Улица же, которая на набережную Фонтанки в Петербурге смахивала, превратилась в старую, русскую, с избами резными да монастырями стеклянными...
Вот, по неясному души велению, заходит на службу он в храм тёмный. Нет свечей в нём, но видно всё. Ни души в том храме нет, кроме игумена, да присмотрелся к нему Никася и видит, что инок тот самый перед ним стоит, что подле деревни его душу свою спасал в одинокой келье, и который заповеди дал ему.
Вновь откуда-то взялись у него слёзы. Бросился он, рыдая, на колени, стал полы облачения ему целовать, да говорить:
- Прости, отче, опоздал я к обедне. Позволь мне, нерадивому, причаститься тайн святых...
Отвечал ему отшельник строго:
- Порядок в храме божьем есть, оплошал ты. Но коль так сильно сотрапезником апостолов быть желаешь, есть один способ - но способ непростой. Переступить чрез себя тебе будет надобно...
- Говори, отец, не тяни. Что я делать должен?
- Должен ты, сын мой, судьёй стать, приговор смертный вынести да в казни поучаствовать..
- Так не умею я... Да, к тому же, кто это? Перед кем человек этот провинился, чтоб казнить я его стал? Не так ты меня, инок добрый, учил тогда, в лесу...
- А ты доверься мне и не думай... - сказал отшельник уже ласково, - На то Божья воля, чтоб казнить. Руками да устами твоими только совершена расправа будет... Ответственность же Господь возьмёт на себя. Он единственным обвинителем будет в деле том.
Растерялся Никишка, помнит, что любовь свою сохранить чаял, да зарекался зла никакого не делать. Да где ж она, зазноба его? Ведь получаса не прошло, как видел он, что сквозь стену прошла она.

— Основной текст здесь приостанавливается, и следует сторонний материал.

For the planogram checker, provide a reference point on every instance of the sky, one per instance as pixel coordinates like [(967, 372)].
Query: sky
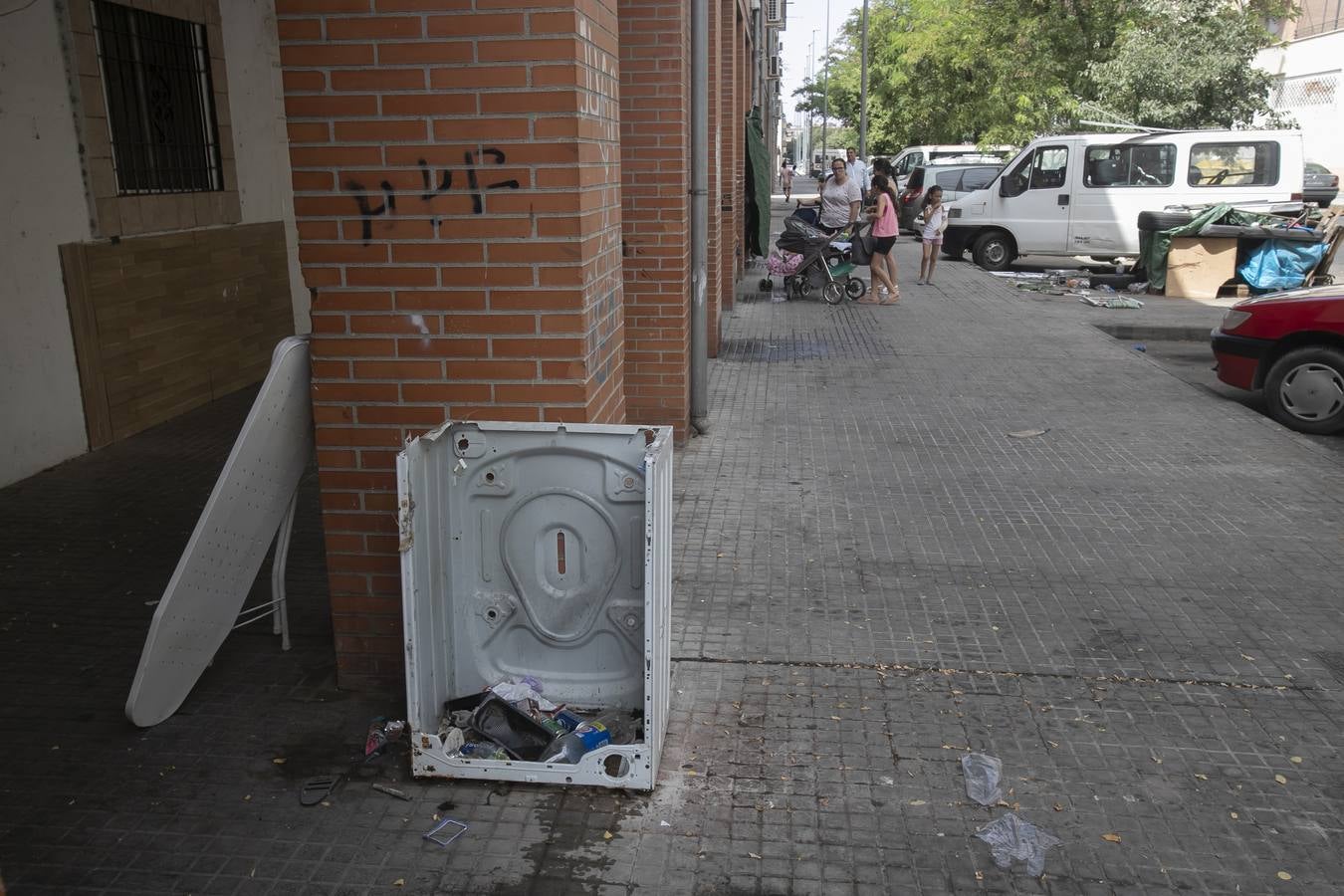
[(802, 16)]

Может химера это, мечта, да и только? Может правильно всё жидовин сказал - не её я люблю, а жизнь, ту, которую с ней представляю, а стало быть, одного себя только... Но вспомнил он и другое. Как красиво было в мире на утро, после первой и единственной их встречи. Как жить хотелось и мир узнавать. Отбросил он все мысли лукавые, все сомнения. Ослушался он отшельника. Сказал он твёрдо:
- Отстаньте. Не умею казнить я... Проживу как-нибудь без причастия, как жил до того столько, сколько помню себя...
И прижал монах голову его к груди своей, погладил нежно, будто это и вправду сын его, да молвил:
- Знаю я все мысли твои. Не меня ты Нико ослушался, а Господа своего. Но прощает он тебя по милосердию своему. А казнить надобно было Тебя самого, чтобы земное всё с тебя стрясти да в рай, к цыганке твоей разлюбезной отправить сегодня же. Да, видно, другую ты участь себе сам выбрал... Жить тебе с этим. Не неволит тебя никто.

И растворился Китеж град, и остался Никифор на пустом и бесприютном берегу озера Светлояр. Так близко он был к мечте своей и так далеко... Да воля Бога загадочна. Верен он остался заповедям старца в душе, да стал добро всякое делать, заботу обо всякой твари проявлять, чтоб огонек любви, подаренный ему чьей-то щедрою рукою, в делах этих милосердных не угасал. На людях таких и стоит мир по сей день.

Посвящается моей дочери — Вере, которая и придумала выражение - «далеко-близко».